Come previsto da un ordine del giorno legato al Piano di Governo del Territorio approvato il 14 ottobre, inoltre, gli oneri di urbanizzazione legati alla realizzazione del progetto saranno vincolati - oltre alle sistemazioni dell'area ed alla manutenzione dei caselli già previsti dal piano - alla piantumazione di un’area oggi adibita a parcheggio lungo i Bastioni di Porta Volta e la realizzazione di un filare alberato lungo viale Pasubio.

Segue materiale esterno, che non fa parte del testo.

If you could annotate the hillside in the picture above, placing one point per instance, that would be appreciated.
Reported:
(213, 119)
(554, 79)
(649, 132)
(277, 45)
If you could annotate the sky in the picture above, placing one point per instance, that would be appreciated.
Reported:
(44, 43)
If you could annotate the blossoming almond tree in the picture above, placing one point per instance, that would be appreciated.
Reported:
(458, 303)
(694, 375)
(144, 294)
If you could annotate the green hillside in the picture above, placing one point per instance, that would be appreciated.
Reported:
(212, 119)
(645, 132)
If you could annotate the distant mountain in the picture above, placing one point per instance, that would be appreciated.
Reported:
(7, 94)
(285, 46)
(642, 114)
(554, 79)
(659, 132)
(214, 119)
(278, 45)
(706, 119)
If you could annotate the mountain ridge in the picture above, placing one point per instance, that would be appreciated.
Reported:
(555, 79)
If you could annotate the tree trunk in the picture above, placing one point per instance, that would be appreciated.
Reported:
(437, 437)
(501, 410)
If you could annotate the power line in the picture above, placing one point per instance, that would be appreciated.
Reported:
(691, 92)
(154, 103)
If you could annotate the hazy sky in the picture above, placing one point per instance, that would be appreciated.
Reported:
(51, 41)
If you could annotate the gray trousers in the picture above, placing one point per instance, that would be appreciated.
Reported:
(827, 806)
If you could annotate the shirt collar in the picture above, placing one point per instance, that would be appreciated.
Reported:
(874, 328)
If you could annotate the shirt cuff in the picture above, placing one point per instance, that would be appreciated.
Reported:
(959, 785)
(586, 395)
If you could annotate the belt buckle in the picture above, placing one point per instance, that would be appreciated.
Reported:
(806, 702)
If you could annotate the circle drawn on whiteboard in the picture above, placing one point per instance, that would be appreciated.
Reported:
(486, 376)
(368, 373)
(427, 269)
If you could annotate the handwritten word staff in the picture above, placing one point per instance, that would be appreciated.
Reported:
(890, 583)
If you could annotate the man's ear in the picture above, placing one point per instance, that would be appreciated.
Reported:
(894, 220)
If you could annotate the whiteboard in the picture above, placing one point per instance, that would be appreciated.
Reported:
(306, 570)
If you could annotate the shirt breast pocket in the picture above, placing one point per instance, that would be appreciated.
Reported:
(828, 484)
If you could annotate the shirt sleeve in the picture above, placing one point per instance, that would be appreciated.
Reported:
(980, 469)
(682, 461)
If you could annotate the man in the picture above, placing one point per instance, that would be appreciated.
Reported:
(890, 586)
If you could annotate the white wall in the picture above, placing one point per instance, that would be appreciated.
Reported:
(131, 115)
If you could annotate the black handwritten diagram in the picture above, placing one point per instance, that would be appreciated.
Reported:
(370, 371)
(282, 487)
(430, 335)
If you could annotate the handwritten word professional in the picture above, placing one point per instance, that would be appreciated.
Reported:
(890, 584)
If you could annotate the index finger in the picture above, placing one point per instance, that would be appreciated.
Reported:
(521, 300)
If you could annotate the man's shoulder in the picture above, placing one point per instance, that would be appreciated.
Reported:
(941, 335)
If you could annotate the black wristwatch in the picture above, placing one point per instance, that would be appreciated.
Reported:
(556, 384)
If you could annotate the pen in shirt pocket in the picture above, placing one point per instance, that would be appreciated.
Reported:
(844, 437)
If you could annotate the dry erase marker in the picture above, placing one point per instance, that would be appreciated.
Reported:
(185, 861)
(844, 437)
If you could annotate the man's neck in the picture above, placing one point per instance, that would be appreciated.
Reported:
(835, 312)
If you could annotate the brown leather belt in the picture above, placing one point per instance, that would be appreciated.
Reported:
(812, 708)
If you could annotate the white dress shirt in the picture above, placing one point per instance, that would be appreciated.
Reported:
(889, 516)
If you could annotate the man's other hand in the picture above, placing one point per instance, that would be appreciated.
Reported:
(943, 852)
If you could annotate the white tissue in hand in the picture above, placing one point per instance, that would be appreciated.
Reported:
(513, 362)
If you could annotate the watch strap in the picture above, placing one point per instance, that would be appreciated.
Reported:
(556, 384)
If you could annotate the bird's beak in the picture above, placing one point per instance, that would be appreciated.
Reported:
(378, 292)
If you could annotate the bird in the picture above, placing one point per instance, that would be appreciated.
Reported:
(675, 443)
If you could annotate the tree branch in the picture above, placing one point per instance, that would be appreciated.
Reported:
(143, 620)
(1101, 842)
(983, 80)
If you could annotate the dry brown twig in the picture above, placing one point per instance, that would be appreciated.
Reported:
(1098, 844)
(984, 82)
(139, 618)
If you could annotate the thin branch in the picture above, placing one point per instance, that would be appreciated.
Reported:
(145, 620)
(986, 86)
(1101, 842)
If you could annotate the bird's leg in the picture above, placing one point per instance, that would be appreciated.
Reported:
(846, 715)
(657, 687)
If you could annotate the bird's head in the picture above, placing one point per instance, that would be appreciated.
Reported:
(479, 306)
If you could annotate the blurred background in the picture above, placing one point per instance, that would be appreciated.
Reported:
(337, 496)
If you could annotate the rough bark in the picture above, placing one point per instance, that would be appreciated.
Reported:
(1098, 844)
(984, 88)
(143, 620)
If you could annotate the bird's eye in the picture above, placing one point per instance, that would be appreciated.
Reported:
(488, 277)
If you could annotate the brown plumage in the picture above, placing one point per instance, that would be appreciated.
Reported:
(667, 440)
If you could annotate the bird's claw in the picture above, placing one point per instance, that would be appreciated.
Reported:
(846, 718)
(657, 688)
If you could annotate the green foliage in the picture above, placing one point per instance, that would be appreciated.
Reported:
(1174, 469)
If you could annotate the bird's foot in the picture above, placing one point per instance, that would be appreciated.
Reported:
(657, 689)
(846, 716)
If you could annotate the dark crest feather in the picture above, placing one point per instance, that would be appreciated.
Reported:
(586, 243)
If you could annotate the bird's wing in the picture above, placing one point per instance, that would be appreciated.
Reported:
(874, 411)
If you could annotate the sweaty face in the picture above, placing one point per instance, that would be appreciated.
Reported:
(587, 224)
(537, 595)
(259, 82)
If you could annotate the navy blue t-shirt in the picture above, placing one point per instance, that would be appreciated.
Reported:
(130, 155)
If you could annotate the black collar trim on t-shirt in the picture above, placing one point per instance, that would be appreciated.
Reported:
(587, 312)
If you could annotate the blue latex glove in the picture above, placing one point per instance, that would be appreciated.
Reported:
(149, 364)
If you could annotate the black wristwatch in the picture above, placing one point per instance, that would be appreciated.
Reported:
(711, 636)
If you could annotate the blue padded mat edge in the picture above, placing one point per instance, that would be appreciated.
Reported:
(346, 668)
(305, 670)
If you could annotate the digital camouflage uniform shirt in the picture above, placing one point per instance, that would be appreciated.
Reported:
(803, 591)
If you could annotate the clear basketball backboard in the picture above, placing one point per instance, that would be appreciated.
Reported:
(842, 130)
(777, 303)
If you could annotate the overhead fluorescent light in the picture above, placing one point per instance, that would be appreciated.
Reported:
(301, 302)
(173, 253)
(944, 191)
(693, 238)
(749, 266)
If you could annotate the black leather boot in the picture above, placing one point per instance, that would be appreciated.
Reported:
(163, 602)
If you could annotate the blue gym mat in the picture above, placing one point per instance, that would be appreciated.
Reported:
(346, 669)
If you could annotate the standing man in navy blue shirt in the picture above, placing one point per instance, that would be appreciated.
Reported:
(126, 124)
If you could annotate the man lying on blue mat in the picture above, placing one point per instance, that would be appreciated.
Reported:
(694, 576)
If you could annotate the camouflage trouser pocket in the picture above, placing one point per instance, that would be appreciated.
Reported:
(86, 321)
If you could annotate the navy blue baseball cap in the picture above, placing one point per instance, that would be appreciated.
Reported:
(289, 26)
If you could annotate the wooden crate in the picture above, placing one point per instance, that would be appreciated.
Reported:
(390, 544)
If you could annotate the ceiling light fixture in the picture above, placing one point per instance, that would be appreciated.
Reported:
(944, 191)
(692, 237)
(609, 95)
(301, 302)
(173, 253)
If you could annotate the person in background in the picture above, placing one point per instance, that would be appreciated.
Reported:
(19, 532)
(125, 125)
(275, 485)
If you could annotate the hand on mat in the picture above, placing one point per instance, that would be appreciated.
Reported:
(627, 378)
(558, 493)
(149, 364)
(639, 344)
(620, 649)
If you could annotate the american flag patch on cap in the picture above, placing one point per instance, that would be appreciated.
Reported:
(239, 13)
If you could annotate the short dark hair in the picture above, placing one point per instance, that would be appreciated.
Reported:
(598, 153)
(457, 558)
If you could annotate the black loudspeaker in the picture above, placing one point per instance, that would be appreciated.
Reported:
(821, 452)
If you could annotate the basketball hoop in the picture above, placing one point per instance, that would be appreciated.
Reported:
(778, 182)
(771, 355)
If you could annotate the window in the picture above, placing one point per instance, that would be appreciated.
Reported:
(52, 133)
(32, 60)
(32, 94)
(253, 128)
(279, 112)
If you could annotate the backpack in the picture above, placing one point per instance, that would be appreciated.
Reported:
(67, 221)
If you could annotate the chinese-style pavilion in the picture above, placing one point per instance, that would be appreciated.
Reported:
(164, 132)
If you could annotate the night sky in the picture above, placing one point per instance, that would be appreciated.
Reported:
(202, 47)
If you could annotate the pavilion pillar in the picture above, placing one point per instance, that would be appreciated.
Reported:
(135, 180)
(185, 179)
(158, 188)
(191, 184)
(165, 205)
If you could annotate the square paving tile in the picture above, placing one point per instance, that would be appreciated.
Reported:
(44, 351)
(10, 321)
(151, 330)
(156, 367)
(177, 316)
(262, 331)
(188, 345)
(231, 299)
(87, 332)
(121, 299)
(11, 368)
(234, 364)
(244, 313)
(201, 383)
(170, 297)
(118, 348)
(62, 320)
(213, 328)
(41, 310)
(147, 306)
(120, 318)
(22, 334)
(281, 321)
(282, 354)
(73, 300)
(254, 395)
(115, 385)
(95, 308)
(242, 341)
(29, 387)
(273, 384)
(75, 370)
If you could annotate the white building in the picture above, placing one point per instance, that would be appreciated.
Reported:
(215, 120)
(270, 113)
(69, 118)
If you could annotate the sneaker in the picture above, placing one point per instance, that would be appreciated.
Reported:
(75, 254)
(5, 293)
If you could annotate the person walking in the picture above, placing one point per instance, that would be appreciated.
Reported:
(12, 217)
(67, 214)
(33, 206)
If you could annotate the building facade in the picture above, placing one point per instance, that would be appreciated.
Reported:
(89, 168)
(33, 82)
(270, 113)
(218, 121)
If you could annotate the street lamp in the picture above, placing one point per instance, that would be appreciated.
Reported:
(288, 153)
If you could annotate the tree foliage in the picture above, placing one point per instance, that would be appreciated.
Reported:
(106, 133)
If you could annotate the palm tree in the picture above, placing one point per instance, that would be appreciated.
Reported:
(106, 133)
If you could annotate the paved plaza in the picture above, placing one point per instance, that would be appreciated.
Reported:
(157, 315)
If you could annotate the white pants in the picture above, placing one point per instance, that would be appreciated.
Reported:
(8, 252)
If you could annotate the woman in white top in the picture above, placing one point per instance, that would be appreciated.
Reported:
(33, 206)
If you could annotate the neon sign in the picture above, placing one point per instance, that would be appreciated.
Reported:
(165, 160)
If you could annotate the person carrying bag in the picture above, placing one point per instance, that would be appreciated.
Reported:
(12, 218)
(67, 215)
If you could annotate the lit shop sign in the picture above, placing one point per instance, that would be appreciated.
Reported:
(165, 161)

L’Amministrazione ha già elaborato un’ipotesi di progetto per i due interventi ambientali che andranno a dialogare con il parco lineare di 3300 metri quadrati in corso di realizzazione lungo viale Crispi e la nuova area verde che sorgerà accanto alla seconda piramide. In particolare, si prevede un nuovo filare alberato di 250 metri composto da circa 35 alberi lungo viale Pasubio e una nuova area verde di circa 2000 metri quadrati lungo i Bastioni di Porta Volta. Il nuovo intervento porterà inoltre il rifacimento di tutti i marciapiedi lungo viale Montello e via Volta e il completamento del percorso ciclopedonale lungo viale Montegrappa.